In [0]:
SPARK - Bronze - The code you have with spark.write.format("delta").mode("append").saveAsTable(...) is just a Spark job, not a DLT pipeline.

from pyspark.sql.functions import current_timestamp
import requests

CATALOG = "bronze"  

# Fully qualified table names
API_TBL = f"{CATALOG}.bronze_api_data"
ADLS_TBL = f"{CATALOG}.bronze_adls_data"
VOLUME_TBL = f"{CATALOG}.bronze_volumes_data"


# API Source → Bronze
url = "https://api.example.com/data"
response = requests.get(url)
data = response.json()
df_api = spark.createDataFrame(data).withColumn("ingestion_date", current_timestamp())
df_api.write.format("delta").mode("append").saveAsTable(API_TBL)


# ADLS Source → Bronze
df_adls = (
    spark.read.format("parquet")
    .load("abfss://container@storageaccount.dfs.core.windows.net/folder/")
    .withColumn("ingestion_date", current_timestamp())
)
df_adls.write.format("delta").mode("append").saveAsTable(ADLS_TBL)


# Volumes / Local File → Bronze
df_volume = (
    spark.read.format("csv")
    .option("header", "true")
    .load("/mnt/volumes/data.csv")
    .withColumn("ingestion_date", current_timestamp())
)
df_volume.write.format("delta").mode("append").saveAsTable(VOLUME_TBL)


In [0]:
import requests
from pyspark.sql.functions import current_timestamp

url = "https://jsonplaceholder.typicode.com/users"

response = requests.get(url)
data = response.json()

df_api = (
    spark.createDataFrame(data)
    .withColumn("ingestion_date", current_timestamp())
)
display(df_api)

#Issue - cluster cannot access the public internet (DNS blocked)

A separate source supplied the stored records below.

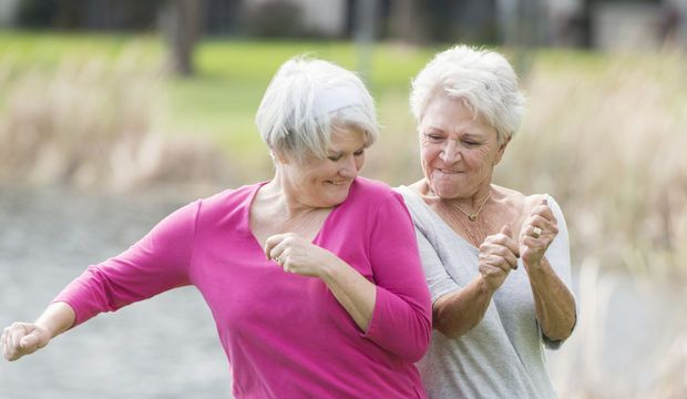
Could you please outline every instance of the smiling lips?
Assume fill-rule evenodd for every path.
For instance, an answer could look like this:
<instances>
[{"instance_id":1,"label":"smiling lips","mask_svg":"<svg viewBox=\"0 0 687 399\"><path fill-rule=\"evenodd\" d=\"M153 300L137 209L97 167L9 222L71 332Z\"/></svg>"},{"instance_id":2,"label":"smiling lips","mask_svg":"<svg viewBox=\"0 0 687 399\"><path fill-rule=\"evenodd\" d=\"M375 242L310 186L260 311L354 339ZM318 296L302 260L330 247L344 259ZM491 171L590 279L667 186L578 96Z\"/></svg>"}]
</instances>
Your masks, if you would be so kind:
<instances>
[{"instance_id":1,"label":"smiling lips","mask_svg":"<svg viewBox=\"0 0 687 399\"><path fill-rule=\"evenodd\" d=\"M329 183L331 185L346 185L350 182L350 180L342 180L342 181L325 181L325 183Z\"/></svg>"},{"instance_id":2,"label":"smiling lips","mask_svg":"<svg viewBox=\"0 0 687 399\"><path fill-rule=\"evenodd\" d=\"M458 174L458 173L463 173L462 171L449 171L449 170L442 170L440 167L437 167L437 171L441 172L441 173L445 173L445 174Z\"/></svg>"}]
</instances>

https://jsonplaceholder.typicode.com/users -Download Local -> Upload to Volumes/DBFS -> Ingested to Bronze

In [0]:
from pyspark.sql.functions import current_timestamp, col

INPUT_PATH = "/Volumes/source/default/users/users.json"

BRONZE_TBL = "bronze.default.api_users"

df_raw = spark.read.option("multiline", "true").json(INPUT_PATH)

df_bronze = (
    df_raw
    .select(
        col("id").cast("int").alias("id"),
        col("name").cast("string").alias("name"),
        col("username").cast("string").alias("username"),
        col("email").cast("string").alias("email"),
        col("phone").cast("string").alias("phone"),
        col("website").cast("string").alias("website"),
        col("address.street").cast("string").alias("address_street"),
        col("address.city").cast("string").alias("address_city"),
        col("address.zipcode").cast("string").alias("address_zipcode"),
        col("company.name").cast("string").alias("company_name"),
    )
    .withColumn("ingestion_date", current_timestamp())
)
display(df_bronze)

df_bronze.write.format("delta").mode("append").saveAsTable(BRONZE_TBL)


In [0]:
%sql
select * from bronze.default.api_users;